Macron : l’électricité, c’est moi !

par Gilles Bridier |  publié le 26/09/2023

Le chef de l’État veut reprendre le contrôle du mécanisme européen des prix de l’électricité sur lequel la France et l’Allemagne s’écharpent

Le président Emmanuel Macron accueille le chancelier allemand Olaf Scholz au palais de l'Élysée à Paris, France, le 12 juin 2023 - Photo Mustafa Yalcin / Anadolu Agency

Pour Emmanuel Macron, la planification écologique qui passe par une réduction de 55 % des émissions de gaz à effet de serre d’ici à 2030 par rapport à 1990, implique de reprendre « le contrôle du prix de notre électricité ». L’objectif consiste à favoriser la bascule sur une forme d’énergie qui réduise la dépendance des ménages et des industriels aux hydrocarbures.

Mais le mécanisme européen de fixation des prix de l’énergie limite les marges de manœuvre nationales, et le chef de l’État n’a pas à ce stade révélé comment le bras de fer qui s’est établi entre la France et l’Allemagne sur ce dossier pourrait être surmonté.

Les prix de l’électricité sont dépendants du gaz

Aujourd’hui, les règles européennes de fixation des prix de l’énergie obligent à aligner les tarifs de l’électricité sur ceux du gaz, ce qui empêche les Français de profiter de la « rente nucléaire » lorsque les prix du gaz augmentent, comme actuellement. Ces règles, introduites avec la création en 2007 du marché européen de l’électricité, sont considérées comme « obsolètes » par le ministre de l’Économie Bruno Le Maire.

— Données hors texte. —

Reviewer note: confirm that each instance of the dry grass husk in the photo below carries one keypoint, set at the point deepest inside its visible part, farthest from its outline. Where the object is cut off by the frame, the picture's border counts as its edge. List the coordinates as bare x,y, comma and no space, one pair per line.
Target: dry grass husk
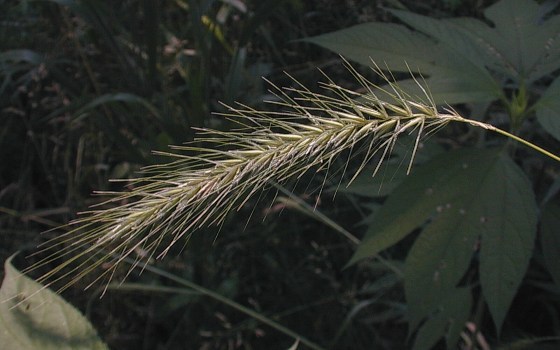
172,201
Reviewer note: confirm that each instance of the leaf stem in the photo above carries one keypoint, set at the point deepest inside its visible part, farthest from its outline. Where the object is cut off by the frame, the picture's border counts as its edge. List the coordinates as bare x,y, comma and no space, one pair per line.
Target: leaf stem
456,117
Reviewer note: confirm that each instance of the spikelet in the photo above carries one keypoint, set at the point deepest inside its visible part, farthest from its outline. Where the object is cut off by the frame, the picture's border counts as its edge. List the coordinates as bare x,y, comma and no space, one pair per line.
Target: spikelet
172,201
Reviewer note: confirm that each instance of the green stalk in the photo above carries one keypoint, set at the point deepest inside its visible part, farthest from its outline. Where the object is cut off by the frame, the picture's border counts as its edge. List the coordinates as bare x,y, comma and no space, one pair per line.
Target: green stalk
231,303
456,117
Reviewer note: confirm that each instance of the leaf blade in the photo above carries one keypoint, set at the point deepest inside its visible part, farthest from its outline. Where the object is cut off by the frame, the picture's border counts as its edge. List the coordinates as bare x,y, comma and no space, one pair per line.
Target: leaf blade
33,317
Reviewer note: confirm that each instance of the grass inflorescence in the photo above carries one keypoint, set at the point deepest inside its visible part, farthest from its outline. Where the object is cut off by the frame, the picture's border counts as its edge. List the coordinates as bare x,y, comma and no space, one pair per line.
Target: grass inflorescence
305,130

Le carcan n’est pas total : l’an dernier, les ménages français ont payé leur électricité 22 % moins cher que la moyenne européenne, et les entreprises 35 % de moins. Mais le gouvernement français considère que les tarifs pourraient être encore mieux maîtrisés s’ils étaient déconnectés de ceux du gaz.

Pas si simple ! L’Allemagne, qui se trouve déjà dans la situation inverse avec des prix de l’électricité supérieurs d’environ 50 % à ceux de la France, n’accepte pas d’accéder au souhait français, qui pourrait faire perdre de la compétitivité à son industrie en ouvrant la porte à de nouvelles subventions au nucléaire… notamment pour moderniser le parc de centrales existant.

Ce que Berlin, qui a tourné le dos au nucléaire, exclut totalement. Toutefois, une fenêtre semble pouvoir être ouverte avec la proposition de la Commission européenne d’autoriser les subventions à la construction de futures installations de production d’électricité, mais pas plus.

Une réforme nécessaire

Pourtant, la crise ukrainienne et la fin de l’approvisionnement de l’UE en gaz russe rendent inéluctable une réforme du marché de l’électricité, produite en grande partie en Allemagne à partir de gaz russe. Mais les enjeux, qui ont aussi une dimension géopolitique et industrielle, vont au-delà de la seule transition écologique. Ce qui attise singulièrement les tensions entre Paris et Berlin.

Pour l’heure, le ministre de l’Économie Bruno Le Maire a juste confirmé que le bouclier tarifaire serait maintenu jusqu’au début 2025, et qu’il n’y aurait pas en 2024 d’augmentation des tarifs entre 10 et 20 % comme le préconisait la Commission de régulation de l’énergie. Mais tout ceci ne correspond pas encore à une reprise du contrôle des prix de l’électricité comme le projette le chef de l’État, un enjeu majeur dans la perspective de la relance du nucléaire. La solution sera présentée courant octobre, a indiqué Emmanuel Macron.